The burning sensation during strenuous exercise may be related to the build-up of lactic acid in our muscles (see Reducing Muscle Fatigue with Citrus), but that’s different than the delayed onset muscle soreness that occurs in the days following a bout of extreme physical activity. This post-exercise soreness is thought to be due to inflammation caused by muscle cell damage (little micro-tears in the muscle).
If it’s an inflammatory reaction then might anti-inflammatory phytonutrients help? The bioflavonoids in citrus might help with the lactic acid buildup, but we may need to ramp up to the anthocyanin flavonoids in berries to deal with the inflammation.
We know, for example, that if you eat about 45 cherries a day you can significantly reduce the levels of inflammatory markers like c-reactive protein in your bloodstream. Mushrooms (Boosting Immunity While Reducing Inflammation), nuts (Fighting Inflammation in a Nut Shell), and purple potatoes (Anti-Inflammatory Effects of Purple Potatoes) may also reduce inflammation (along with plant foods in general, see Anti-Inflammatory Antioxidants and Aspirin Levels in Plant Foods) so much so that plant-based diets can be used to treat inflammatory conditions. See, for example, Dietary Treatment of Crohn’s Disease, Diet & Rheumatoid Arthritis, and Potassium and Autoimmune Disease. Animal products on the other hand (paw?), may increase inflammation through a variety of mechanisms, including endotoxins (How Does Meat Cause Inflammation?), arachidonic acid (Chicken, Eggs, and Inflammation), and Neu5Gc (The Inflammatory Meat Molecule Neu5Gc).
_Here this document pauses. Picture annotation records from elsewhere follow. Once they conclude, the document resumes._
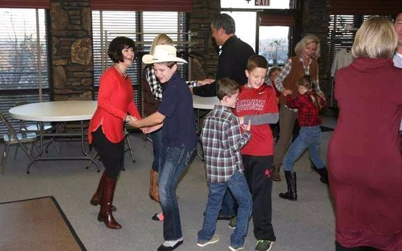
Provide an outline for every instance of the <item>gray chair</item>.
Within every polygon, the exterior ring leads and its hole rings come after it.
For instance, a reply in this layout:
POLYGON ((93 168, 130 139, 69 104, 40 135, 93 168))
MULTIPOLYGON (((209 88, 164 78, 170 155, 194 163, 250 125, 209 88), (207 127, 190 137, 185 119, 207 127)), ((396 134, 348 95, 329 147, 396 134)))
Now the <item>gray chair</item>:
POLYGON ((14 145, 16 146, 17 148, 21 147, 28 157, 33 162, 34 158, 31 155, 32 149, 30 150, 26 145, 31 144, 33 148, 35 146, 37 150, 35 143, 37 141, 38 135, 35 132, 16 131, 8 121, 8 119, 7 119, 1 112, 0 112, 0 121, 4 124, 8 132, 8 133, 3 135, 5 146, 3 152, 3 158, 1 159, 1 174, 3 175, 4 169, 6 168, 6 164, 7 162, 7 157, 8 156, 8 151, 10 150, 10 146, 14 145))
MULTIPOLYGON (((15 105, 15 106, 20 106, 20 105, 27 105, 28 104, 29 102, 26 101, 19 101, 17 102, 15 105)), ((19 130, 20 131, 28 131, 30 132, 35 132, 36 134, 40 134, 40 125, 38 123, 35 123, 35 122, 28 122, 27 123, 26 121, 24 121, 23 120, 19 120, 19 123, 21 126, 19 127, 19 130)), ((53 132, 55 131, 55 127, 51 125, 44 125, 43 127, 43 132, 44 135, 46 136, 46 132, 53 132)), ((45 151, 46 153, 48 153, 48 148, 50 144, 53 144, 53 146, 55 147, 55 149, 56 150, 56 152, 58 154, 61 154, 61 151, 59 149, 59 148, 58 147, 58 146, 56 146, 53 138, 51 137, 50 138, 50 141, 49 142, 46 142, 46 149, 45 151)))

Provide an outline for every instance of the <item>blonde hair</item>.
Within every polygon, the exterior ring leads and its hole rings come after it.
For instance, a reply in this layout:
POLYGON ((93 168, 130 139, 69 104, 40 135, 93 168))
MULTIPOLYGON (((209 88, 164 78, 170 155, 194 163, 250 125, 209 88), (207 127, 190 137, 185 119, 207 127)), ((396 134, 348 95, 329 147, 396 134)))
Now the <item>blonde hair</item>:
POLYGON ((392 22, 385 17, 374 16, 367 19, 358 30, 352 46, 355 58, 392 58, 398 37, 392 22))
POLYGON ((317 44, 317 50, 315 50, 315 53, 311 55, 311 58, 320 58, 321 55, 321 42, 320 42, 320 38, 314 34, 306 34, 306 35, 299 41, 295 47, 295 53, 296 55, 300 55, 306 47, 311 43, 317 44))
POLYGON ((154 38, 150 49, 150 54, 153 55, 154 50, 157 45, 167 44, 173 45, 173 40, 165 33, 161 33, 154 38))

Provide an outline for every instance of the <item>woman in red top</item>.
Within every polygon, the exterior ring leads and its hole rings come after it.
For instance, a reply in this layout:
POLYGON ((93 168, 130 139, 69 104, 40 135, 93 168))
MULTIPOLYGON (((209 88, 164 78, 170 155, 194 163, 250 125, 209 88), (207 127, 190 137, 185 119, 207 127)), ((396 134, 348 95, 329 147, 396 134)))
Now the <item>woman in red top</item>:
POLYGON ((402 69, 398 37, 384 17, 356 33, 356 60, 336 73, 339 118, 328 146, 336 250, 402 250, 402 69))
POLYGON ((110 42, 107 54, 114 65, 101 76, 98 107, 89 122, 88 132, 89 144, 94 141, 105 168, 91 204, 101 205, 98 220, 111 229, 121 228, 112 214, 116 210, 112 202, 116 180, 123 164, 123 123, 141 119, 133 101, 131 80, 125 73, 132 64, 134 48, 134 41, 125 37, 116 37, 110 42))

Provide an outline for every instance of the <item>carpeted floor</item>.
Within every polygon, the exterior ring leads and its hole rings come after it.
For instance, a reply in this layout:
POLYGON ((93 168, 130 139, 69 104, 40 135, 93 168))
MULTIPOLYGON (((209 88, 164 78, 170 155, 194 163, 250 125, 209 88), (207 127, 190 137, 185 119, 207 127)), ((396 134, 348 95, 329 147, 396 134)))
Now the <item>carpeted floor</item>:
POLYGON ((0 203, 0 250, 86 250, 53 196, 0 203))
MULTIPOLYGON (((323 118, 323 121, 324 126, 332 128, 336 119, 323 118)), ((5 175, 0 175, 0 202, 53 196, 88 250, 156 250, 163 241, 163 223, 150 218, 160 210, 160 205, 151 200, 148 195, 149 168, 152 161, 152 144, 144 141, 144 136, 141 133, 130 135, 136 162, 133 163, 130 154, 126 153, 126 171, 119 177, 114 200, 117 211, 113 214, 122 225, 121 230, 107 229, 98 221, 99 207, 91 205, 89 200, 101 173, 96 172, 94 165, 85 169, 87 161, 38 162, 36 167, 32 167, 30 174, 26 174, 28 163, 26 157, 19 149, 17 159, 13 159, 14 149, 12 149, 5 175)), ((321 155, 324 162, 331 135, 332 132, 322 133, 321 155)), ((79 142, 57 142, 57 144, 63 154, 73 155, 80 151, 79 142)), ((0 146, 0 150, 3 146, 0 146)), ((50 153, 55 154, 53 148, 49 150, 50 153)), ((311 170, 308 154, 304 155, 296 163, 295 171, 299 196, 297 201, 281 199, 278 194, 286 190, 286 182, 284 180, 274 182, 272 225, 277 242, 272 251, 334 250, 335 218, 328 187, 320 182, 318 175, 311 170)), ((281 175, 284 180, 283 172, 281 175)), ((205 248, 195 245, 197 232, 202 227, 207 194, 204 163, 195 157, 177 189, 184 237, 184 243, 177 251, 228 250, 233 230, 228 227, 227 220, 218 221, 216 234, 220 237, 218 243, 205 248)), ((42 214, 41 210, 35 211, 39 215, 42 214)), ((3 225, 2 222, 0 224, 3 225)), ((0 250, 3 250, 2 245, 8 241, 8 238, 3 231, 1 233, 0 250)), ((6 234, 21 241, 26 238, 19 232, 6 234)), ((252 220, 245 250, 254 250, 255 243, 252 220)))

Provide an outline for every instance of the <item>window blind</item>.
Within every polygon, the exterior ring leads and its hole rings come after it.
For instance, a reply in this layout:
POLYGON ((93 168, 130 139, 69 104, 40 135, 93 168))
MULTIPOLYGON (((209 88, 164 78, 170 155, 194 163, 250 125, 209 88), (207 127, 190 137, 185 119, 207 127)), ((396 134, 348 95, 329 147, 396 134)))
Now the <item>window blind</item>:
POLYGON ((180 11, 191 12, 191 0, 91 0, 95 10, 180 11))
POLYGON ((50 0, 0 0, 0 8, 50 9, 50 0))
POLYGON ((338 102, 334 96, 335 83, 333 78, 331 76, 331 69, 333 62, 333 59, 336 53, 343 49, 350 48, 353 44, 356 31, 346 31, 347 24, 352 27, 358 28, 368 15, 329 15, 329 33, 328 33, 328 61, 326 65, 326 75, 328 79, 331 80, 331 100, 330 106, 338 107, 338 102))
POLYGON ((8 112, 16 103, 50 100, 46 10, 0 8, 0 110, 15 123, 8 112))
POLYGON ((396 15, 402 11, 402 0, 330 0, 332 15, 396 15))

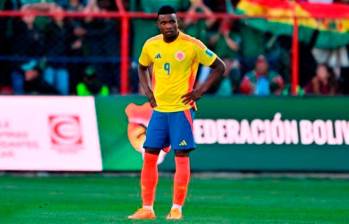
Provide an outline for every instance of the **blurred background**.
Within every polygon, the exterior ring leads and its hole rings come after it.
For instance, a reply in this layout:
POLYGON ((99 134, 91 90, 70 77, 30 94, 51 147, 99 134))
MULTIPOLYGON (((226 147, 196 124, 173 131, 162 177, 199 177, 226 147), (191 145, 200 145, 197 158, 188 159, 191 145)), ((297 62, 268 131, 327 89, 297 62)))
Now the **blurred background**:
POLYGON ((227 65, 198 101, 186 223, 349 223, 348 0, 1 0, 0 223, 126 222, 165 4, 227 65))

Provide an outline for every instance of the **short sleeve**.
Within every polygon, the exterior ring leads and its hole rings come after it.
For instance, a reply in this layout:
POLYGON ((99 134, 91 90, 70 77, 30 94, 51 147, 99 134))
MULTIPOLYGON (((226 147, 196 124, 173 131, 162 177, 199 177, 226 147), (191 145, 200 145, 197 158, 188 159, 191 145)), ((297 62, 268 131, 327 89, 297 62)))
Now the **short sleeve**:
POLYGON ((196 55, 197 59, 200 64, 203 64, 205 66, 210 66, 213 64, 213 62, 216 60, 217 55, 208 49, 205 44, 203 44, 201 41, 197 40, 196 44, 196 55))
POLYGON ((139 56, 139 59, 138 59, 139 64, 144 66, 149 66, 152 63, 151 57, 149 56, 148 48, 149 48, 149 45, 146 42, 143 46, 141 55, 139 56))

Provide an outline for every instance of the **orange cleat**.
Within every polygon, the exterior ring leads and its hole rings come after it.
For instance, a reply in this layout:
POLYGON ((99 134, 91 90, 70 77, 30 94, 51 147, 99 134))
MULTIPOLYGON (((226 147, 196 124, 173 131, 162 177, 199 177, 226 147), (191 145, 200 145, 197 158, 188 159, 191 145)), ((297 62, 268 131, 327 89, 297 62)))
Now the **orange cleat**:
POLYGON ((146 208, 138 209, 134 214, 128 216, 128 219, 155 219, 154 211, 146 208))
POLYGON ((182 212, 178 208, 172 208, 170 213, 166 217, 167 220, 179 220, 182 218, 182 212))

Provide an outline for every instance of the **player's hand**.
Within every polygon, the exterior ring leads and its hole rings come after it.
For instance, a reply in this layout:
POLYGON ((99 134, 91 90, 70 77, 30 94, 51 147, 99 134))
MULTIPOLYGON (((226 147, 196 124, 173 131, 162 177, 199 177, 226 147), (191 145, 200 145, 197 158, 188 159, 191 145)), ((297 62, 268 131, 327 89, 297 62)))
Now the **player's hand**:
POLYGON ((181 98, 184 104, 188 104, 192 101, 197 101, 198 99, 200 99, 201 96, 202 96, 202 92, 198 89, 195 89, 192 92, 189 92, 183 95, 181 98))
POLYGON ((153 93, 147 94, 147 97, 148 97, 148 101, 150 103, 150 106, 152 108, 157 107, 157 103, 156 103, 154 94, 153 93))

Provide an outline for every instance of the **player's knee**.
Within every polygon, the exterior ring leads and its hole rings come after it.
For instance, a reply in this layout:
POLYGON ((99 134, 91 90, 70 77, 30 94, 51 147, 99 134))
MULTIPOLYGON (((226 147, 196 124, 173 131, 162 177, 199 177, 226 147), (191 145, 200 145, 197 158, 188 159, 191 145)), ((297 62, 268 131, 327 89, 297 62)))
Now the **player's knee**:
POLYGON ((189 156, 189 153, 190 153, 191 150, 178 150, 178 151, 175 151, 175 155, 178 156, 178 157, 188 157, 189 156))
POLYGON ((149 154, 154 154, 154 155, 159 155, 160 153, 160 149, 144 149, 146 153, 149 153, 149 154))

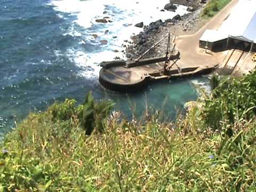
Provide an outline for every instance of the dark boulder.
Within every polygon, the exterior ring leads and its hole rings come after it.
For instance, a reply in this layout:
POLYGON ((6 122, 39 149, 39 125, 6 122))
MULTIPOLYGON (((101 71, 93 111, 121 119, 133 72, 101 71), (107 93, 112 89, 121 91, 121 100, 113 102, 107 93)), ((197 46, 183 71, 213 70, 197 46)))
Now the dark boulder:
POLYGON ((181 20, 181 17, 179 14, 178 14, 173 17, 172 18, 172 21, 173 22, 177 21, 180 21, 181 20))
POLYGON ((196 9, 195 9, 194 7, 193 7, 193 6, 189 6, 187 9, 187 11, 189 12, 193 12, 196 11, 196 9))
POLYGON ((108 22, 108 21, 106 19, 96 19, 95 20, 96 22, 101 22, 103 23, 105 23, 108 22))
But what about reducing muscle soreness?
If you take some guys and make them flex their biceps against way too much weight over and over and over again, the next day the strength in their arms is way down—about a 30% drop—and man are their arms sore! But if they were drinking some cherry juice their arms ended up hurting less—and they were able to better preserve their strength. Why not just feed them cherries? Because you can’t do a placebo group since you can’t really create a convincing fake cherry, but you can make fake cherry juice in the form of cherry Kool-Aid.
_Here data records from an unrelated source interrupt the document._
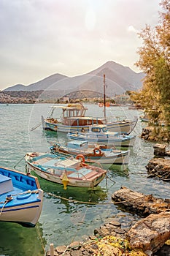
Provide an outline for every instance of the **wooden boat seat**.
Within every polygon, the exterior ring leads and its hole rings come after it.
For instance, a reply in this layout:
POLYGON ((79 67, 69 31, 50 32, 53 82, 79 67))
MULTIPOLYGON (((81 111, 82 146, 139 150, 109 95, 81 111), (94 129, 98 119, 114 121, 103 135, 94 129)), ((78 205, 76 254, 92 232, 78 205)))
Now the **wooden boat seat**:
POLYGON ((13 190, 12 178, 0 174, 0 195, 13 190))

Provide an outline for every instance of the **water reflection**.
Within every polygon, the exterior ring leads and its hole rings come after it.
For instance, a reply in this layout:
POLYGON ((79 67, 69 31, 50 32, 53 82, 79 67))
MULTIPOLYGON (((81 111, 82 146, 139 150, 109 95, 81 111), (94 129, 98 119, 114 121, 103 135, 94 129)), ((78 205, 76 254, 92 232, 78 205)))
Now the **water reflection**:
POLYGON ((0 222, 0 254, 8 256, 45 255, 46 241, 42 238, 39 223, 35 227, 28 228, 16 223, 0 222))

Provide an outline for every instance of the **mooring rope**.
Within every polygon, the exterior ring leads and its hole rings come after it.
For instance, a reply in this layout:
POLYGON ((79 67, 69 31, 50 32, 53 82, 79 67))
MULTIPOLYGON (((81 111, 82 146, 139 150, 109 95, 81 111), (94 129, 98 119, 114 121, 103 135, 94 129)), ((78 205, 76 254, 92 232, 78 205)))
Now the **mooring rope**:
POLYGON ((112 201, 110 201, 110 202, 106 202, 106 203, 98 203, 98 202, 86 202, 86 201, 80 201, 80 200, 73 200, 73 199, 70 199, 70 198, 66 198, 66 197, 61 197, 60 195, 54 195, 54 194, 52 194, 50 192, 46 192, 46 193, 49 195, 51 195, 53 197, 55 197, 56 198, 59 198, 59 199, 62 199, 62 200, 65 200, 66 201, 69 201, 69 202, 72 202, 72 203, 83 203, 83 204, 92 204, 92 205, 96 205, 96 204, 98 204, 98 205, 109 205, 109 204, 117 204, 117 203, 126 203, 126 202, 130 202, 130 201, 134 201, 135 200, 138 200, 138 199, 142 199, 143 197, 147 197, 146 195, 143 195, 142 197, 134 197, 134 198, 132 198, 132 199, 129 199, 129 200, 123 200, 123 201, 119 201, 119 202, 112 202, 112 201))

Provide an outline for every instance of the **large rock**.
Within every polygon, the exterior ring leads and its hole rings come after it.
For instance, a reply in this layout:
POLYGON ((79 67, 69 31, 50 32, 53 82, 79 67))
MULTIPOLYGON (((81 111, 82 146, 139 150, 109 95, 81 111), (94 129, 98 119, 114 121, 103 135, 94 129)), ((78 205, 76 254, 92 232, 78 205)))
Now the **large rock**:
POLYGON ((150 214, 170 211, 169 199, 157 198, 153 197, 152 195, 146 195, 125 187, 112 195, 112 199, 115 204, 133 213, 136 212, 142 217, 147 217, 150 214))
POLYGON ((157 252, 170 238, 170 212, 150 214, 136 222, 126 236, 132 248, 157 252))
POLYGON ((170 159, 165 158, 152 158, 146 166, 148 177, 158 177, 162 180, 170 181, 170 159))

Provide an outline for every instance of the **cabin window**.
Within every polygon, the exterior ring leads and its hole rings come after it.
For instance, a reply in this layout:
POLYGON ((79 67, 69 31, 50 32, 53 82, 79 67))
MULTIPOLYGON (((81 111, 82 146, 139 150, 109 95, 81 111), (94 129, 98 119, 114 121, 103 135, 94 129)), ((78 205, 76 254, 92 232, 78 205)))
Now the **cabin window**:
POLYGON ((91 130, 93 132, 100 132, 101 128, 100 127, 95 127, 95 128, 92 128, 91 130))
POLYGON ((107 127, 103 127, 103 132, 107 132, 107 127))

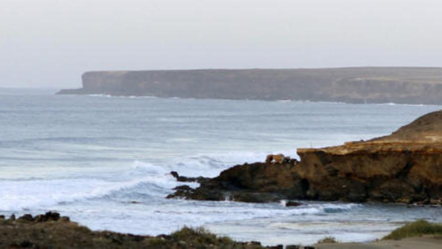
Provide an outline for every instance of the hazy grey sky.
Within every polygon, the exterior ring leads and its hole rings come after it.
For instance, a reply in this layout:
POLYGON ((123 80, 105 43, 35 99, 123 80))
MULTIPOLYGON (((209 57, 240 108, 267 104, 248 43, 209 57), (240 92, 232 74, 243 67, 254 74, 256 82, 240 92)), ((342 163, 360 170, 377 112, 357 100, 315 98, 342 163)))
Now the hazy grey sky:
POLYGON ((0 0, 0 87, 85 71, 442 66, 440 0, 0 0))

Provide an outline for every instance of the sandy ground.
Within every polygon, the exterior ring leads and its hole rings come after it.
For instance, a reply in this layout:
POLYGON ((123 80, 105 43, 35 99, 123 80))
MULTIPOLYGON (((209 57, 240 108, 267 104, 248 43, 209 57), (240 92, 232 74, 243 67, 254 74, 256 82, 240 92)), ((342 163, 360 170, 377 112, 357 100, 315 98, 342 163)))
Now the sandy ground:
POLYGON ((316 249, 442 249, 442 237, 407 238, 369 243, 339 243, 315 245, 316 249))

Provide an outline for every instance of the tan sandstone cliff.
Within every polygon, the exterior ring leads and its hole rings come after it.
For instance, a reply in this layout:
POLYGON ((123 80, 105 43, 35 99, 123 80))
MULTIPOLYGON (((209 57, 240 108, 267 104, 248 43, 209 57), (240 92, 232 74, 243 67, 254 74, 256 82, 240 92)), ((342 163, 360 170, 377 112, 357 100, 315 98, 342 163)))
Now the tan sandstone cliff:
POLYGON ((300 162, 237 165, 171 197, 442 204, 442 111, 389 136, 297 153, 300 162))

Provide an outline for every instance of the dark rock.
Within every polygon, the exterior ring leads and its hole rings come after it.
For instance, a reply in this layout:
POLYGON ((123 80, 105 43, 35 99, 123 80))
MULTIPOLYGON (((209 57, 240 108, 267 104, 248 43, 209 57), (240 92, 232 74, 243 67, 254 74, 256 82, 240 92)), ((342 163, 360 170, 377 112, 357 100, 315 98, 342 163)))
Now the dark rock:
POLYGON ((285 203, 286 207, 297 207, 299 206, 301 206, 302 205, 302 203, 300 202, 297 202, 295 201, 288 201, 285 203))
POLYGON ((25 214, 22 216, 19 217, 17 220, 22 221, 29 221, 29 222, 34 222, 34 217, 32 217, 32 215, 27 214, 25 214))
POLYGON ((209 178, 198 177, 186 177, 180 176, 176 171, 171 171, 170 175, 176 179, 178 182, 182 182, 183 183, 193 183, 196 182, 201 183, 205 182, 209 179, 209 178))
POLYGON ((267 248, 269 249, 283 249, 284 248, 284 245, 278 244, 273 246, 268 246, 267 248))

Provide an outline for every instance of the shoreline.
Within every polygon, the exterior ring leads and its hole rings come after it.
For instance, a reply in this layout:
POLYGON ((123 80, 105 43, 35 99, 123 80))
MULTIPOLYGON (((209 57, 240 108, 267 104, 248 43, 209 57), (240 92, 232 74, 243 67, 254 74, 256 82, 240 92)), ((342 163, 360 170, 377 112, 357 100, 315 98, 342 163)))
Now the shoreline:
MULTIPOLYGON (((404 229, 406 225, 395 231, 404 229)), ((430 223, 428 223, 430 224, 430 223)), ((431 225, 438 226, 434 224, 431 225)), ((311 245, 300 244, 262 245, 258 241, 234 241, 216 235, 203 227, 183 227, 170 234, 138 235, 111 231, 92 231, 56 212, 33 216, 25 214, 7 218, 0 215, 0 248, 211 248, 244 249, 435 249, 442 244, 442 236, 413 236, 397 240, 376 239, 367 242, 340 242, 333 237, 311 245)), ((390 234, 392 234, 391 233, 390 234)))

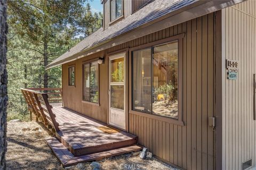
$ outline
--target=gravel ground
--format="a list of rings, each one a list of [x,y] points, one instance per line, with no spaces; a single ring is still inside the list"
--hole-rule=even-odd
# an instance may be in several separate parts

This was the first study to examine the effect of the consumption of any cherry product on the symptoms of exercise induced muscle damage, and it seemed to work (see the above video). Follow-up studies show it also works on reducing muscle pain in long-distance runners (speeding recovery after a marathon), and, as we know, “Optimizing recovery from exercise is the holy grail of exercise science.”
A similar study showing anti-inflammatory effects of eating blueberries took it a step further and actually paid athletes to take a muscle biopsy so they could see what’s happening to their muscles on a microscopic level.
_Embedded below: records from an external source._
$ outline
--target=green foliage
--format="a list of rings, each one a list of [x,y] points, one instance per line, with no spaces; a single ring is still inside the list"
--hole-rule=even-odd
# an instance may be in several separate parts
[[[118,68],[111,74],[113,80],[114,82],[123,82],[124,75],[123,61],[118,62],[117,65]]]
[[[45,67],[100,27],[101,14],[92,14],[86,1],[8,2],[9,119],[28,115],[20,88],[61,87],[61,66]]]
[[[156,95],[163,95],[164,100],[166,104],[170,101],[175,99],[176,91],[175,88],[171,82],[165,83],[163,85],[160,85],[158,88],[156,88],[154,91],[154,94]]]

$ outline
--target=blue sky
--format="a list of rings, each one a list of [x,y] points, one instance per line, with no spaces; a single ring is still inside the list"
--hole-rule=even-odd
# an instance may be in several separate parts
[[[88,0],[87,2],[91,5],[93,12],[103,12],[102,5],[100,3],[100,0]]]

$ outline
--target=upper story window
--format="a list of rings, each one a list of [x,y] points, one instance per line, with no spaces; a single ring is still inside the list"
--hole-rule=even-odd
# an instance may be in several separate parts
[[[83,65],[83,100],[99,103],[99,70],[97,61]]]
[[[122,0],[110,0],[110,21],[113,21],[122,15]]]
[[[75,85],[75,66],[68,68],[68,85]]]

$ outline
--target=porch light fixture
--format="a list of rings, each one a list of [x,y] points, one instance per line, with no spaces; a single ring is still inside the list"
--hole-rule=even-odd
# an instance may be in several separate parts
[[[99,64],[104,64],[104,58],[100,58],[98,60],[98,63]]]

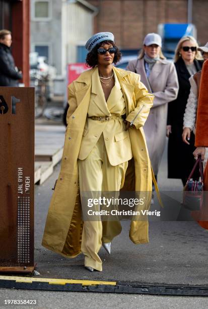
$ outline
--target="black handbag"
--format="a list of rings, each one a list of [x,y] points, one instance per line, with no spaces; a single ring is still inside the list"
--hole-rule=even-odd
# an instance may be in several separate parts
[[[190,180],[198,165],[199,168],[201,181]],[[183,204],[185,208],[192,211],[201,210],[203,202],[203,165],[201,156],[199,156],[188,176],[188,180],[183,189]]]

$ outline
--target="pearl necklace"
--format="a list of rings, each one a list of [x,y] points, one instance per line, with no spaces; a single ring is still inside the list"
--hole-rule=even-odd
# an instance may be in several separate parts
[[[111,76],[110,76],[109,77],[102,77],[102,76],[100,76],[99,77],[100,78],[102,78],[102,79],[109,79],[109,78],[111,78],[111,77],[112,77],[113,76],[113,73],[112,74],[112,75]]]
[[[113,74],[112,75],[111,75],[111,76],[110,76],[110,79],[109,79],[109,80],[108,80],[108,81],[107,82],[107,83],[105,83],[105,82],[104,82],[103,80],[102,80],[102,79],[100,79],[100,81],[101,82],[101,83],[103,83],[103,84],[104,84],[104,85],[105,85],[105,86],[106,86],[106,87],[109,87],[110,82],[110,81],[111,80],[111,79],[112,79],[113,76]]]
It’s like another study showing massage could decrease inflammation. At first I was like: “ooh, I wouldn’t mind being part of that study—free relaxing massage!” until I read the protocol: you got to rest a few minutes, then the scalpels come out and cut out some muscle samples. No thanks.
And of course there are drugs—there are always drugs—but with drugs there are side effects. So the cherry study, as noted in an editorial comment, “may provide more of a sensible and realistic treatment option for those suffering from sore and damaged muscles. The scientific question of how to treat the damaged muscle is an important one, and these researchers should be applauded for finding a potential treatment that is not only practical, but one that can be enjoyed.”
How about improving athletic performance more directly? See my video series on performance-enhancing vegetables described in my blog Using Greens to Improve Athletic Performance.
Michael Greger, M.D.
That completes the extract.